PARTIES: A.S. (Appellant) v. The University of Toronto (Respondent)
Hearing Date: February 1, 2019
Ms. Patricia D.S. Jackson, Chair
Dr. Ramona Alaggia, Faculty Panel Member
Ms. Alena Zelinka, Student Panel Member
Professor Aarthi Ashok, Faculty Panel Member
Mr. Hatim Kheir, Downtown Legal Services, for the Appellant, also in attendance
Mr. Robert Centa, for the Respondent
Note: See Tribunal case summary for detailed facts
Discipline Appeals Board – Student appeal from Tribunal decision – request for new Tribunal hearing - concoction of academic sources and falsification of academic record – s. B.i.1(f) and s. B.i.1(a) of Code - - the standard of proof to be applied in proceedings under the Code is the civil standard of proof on a balance of probabilities – appeal dismissed
Appeal by the Student from a Tribunal decision finding the Student guilty of two offences under the Code of Behaviour on Academic Matters (the Code) and recommending expulsion. The Student knowingly submitted a report for course credit containing references to concocted sources contrary to section B.i.1(f) of the Code. The Student also submitted to the Provost a falsified version of a disciplinary letter from his Vice-Dean contrary to section B.i.1(a) of the Code.

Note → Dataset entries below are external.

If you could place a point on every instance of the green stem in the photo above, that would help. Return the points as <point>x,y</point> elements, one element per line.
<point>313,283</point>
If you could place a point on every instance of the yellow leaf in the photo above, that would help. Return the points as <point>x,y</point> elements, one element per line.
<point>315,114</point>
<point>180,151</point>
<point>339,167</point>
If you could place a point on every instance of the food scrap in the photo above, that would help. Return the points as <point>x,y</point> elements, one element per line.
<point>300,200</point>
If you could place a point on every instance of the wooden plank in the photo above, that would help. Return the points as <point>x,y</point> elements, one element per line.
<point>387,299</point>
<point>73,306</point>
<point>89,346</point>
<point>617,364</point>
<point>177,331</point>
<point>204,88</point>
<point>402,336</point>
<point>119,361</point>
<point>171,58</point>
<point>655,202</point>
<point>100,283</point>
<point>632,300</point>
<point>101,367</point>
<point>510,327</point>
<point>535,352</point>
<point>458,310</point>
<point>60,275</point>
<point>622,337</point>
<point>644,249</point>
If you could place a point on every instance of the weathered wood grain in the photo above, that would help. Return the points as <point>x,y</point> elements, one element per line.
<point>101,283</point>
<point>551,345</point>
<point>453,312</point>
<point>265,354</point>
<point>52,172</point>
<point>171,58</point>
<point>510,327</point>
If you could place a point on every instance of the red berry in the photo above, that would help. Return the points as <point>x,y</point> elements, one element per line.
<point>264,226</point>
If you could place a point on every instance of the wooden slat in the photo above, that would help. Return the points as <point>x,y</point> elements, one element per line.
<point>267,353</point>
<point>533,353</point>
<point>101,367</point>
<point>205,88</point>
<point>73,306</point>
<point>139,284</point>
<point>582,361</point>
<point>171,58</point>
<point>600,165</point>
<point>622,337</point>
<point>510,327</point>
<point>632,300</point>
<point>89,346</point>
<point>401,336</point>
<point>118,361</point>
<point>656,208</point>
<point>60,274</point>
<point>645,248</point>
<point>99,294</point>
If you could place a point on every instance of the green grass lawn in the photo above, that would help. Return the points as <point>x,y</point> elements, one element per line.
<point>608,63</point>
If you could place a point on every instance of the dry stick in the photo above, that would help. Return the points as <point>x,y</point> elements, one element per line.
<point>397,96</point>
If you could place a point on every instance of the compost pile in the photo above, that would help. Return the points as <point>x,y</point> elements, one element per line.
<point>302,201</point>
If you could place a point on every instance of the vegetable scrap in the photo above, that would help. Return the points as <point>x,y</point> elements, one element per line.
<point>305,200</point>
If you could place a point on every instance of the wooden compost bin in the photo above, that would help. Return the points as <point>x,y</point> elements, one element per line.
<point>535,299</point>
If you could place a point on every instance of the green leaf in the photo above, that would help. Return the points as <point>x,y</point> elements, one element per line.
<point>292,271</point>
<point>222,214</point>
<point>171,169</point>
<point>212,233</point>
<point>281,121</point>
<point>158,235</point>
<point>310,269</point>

The Student asked the Discipline Appeals Board (DAB) to remit the matter to a new panel of the Tribunal for a new hearing on the basis that the Tribunal had applied the wrong standard of proof in finding him guilty on a balance of probabilities. The Student submitted that the Code required the offence to be proved “on clear and convincing evidence,” which he asserted was a higher standard than on a balance of probabilities. The Student relied upon the Supreme Court of Canada’s decision inPenner v. Niagara Regional Services, 2013 SCC 19, which found that the “clear and convincing” standard of proof in the Police Services Act was a higher standard of proof than the balance of probabilities.
The Provost submitted in response that there was no statutory regime similar to the Police Services Act establishing a standard of proof in Tribunal proceedings. The Provost further submitted that the Code is an internal University policy to be interpreted and administered within the mainstream of civil and administrative law, including the Supreme Court of Canada’s decision in C. (R.) v. McDougall, 2008 SCC 53, which concluded that there is only one civil standard of proof at common law and that is proof on a balance of probabilities.
The DAB declined to accept this characterization of the Code as simply a statement of policy, and found instead that the Code, although not itself a statute, was enacted pursuant to an express delegation of statutory power granted to the Governing Council of the University pursuant to the University of Toronto Act, 1947 and the University of Toronto Act, 1971. The DAB found that the creation of the relevant standard or proof under the Code was a valid exercise of this statutory authority by the Governing Council and that it intended to create a standard of proof under the Code that is the ordinary civil standard of proof on a balance of probabilities.
In so doing, the DAB referred to a consistent and substantial body of Tribunal and DAB authority interpreting the standard of proof under the Code as the ordinary civil standard of proof on a balance of probabilities. The DAB found that the Penner decision did not overturn this line of authority because the wording employed in the Police Services Act is different than the wording employed in the Code. The DAB found that the words “clear and convincing evidence” as employed in the Codedescribe the kind of evidence required to prove, on a balance of probabilities, that the Student committed the offence. Finally, the DAB found that the absence of a reenactment of the Code in the face of Tribunal and DAB authority applying the civil standard of proof, indicates that the intention of the Governing Council was to adopt the civil standard of proof under the Code.
Upon dismissing the appeal, the DAB concluded that the result would not be any different if the Student was correct and the Tribunal should have applied a higher standard of proof because the Student failed to address the allegations raised by the first offence, and effectively admitted that he had received the disciplinary letter in its original form.